5. Finally, how did maintaining such close contact with public health workers who were so deeply affected by the SARS epidemic impact you? Were there any particular moments or anecdotes that stood out, or helped strengthen your connection to the individuals whose lives you followed?

The thing that’s sort of unique about ethnographic methods is that most ethnographers become good friends with at least some of their interlocutors. You just can’t spend that much time deeply embedded in people’s lives without coming to care about them. I am still in contact with some of the people I met there, and I treasure my friendships with them.

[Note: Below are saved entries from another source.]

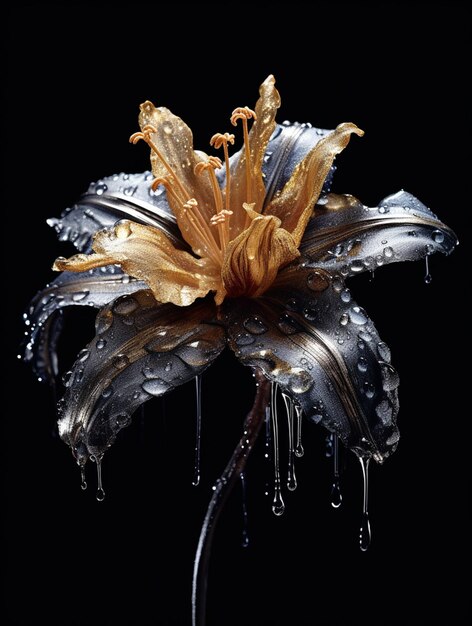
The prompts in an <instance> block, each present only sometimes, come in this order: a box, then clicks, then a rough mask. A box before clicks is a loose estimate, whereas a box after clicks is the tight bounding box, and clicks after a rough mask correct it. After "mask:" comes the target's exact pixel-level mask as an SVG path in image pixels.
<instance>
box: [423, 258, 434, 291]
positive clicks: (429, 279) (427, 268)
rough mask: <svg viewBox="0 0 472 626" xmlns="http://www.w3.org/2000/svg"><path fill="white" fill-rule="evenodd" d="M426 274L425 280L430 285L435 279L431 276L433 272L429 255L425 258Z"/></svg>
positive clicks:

I tell a lot of anecdotes in the book, but I think one of the most moving friendships I had was with the woman I call Dr. Gong (a pseudonym). Dr. Gong appeared on the surface to be a sort of stereotypically calculating bureaucrat who a lot of people thought was just using people to get ahead. She was widely disliked. Even though she had friends in high places, and was always going out and working her connections, she was really one of the loneliest people I have ever met. She was also a really good person when you got to know her. We became good friends, and she took care of me when I got really sick partway through my fieldwork. I think our friendship started out rather instrumentally – I needed her help, and she thought that I could help get her son into an elite school he was trying to get into. But even when it became clear that I wasn’t going to be much use to her in that way, she was always there for me. I think about her a lot.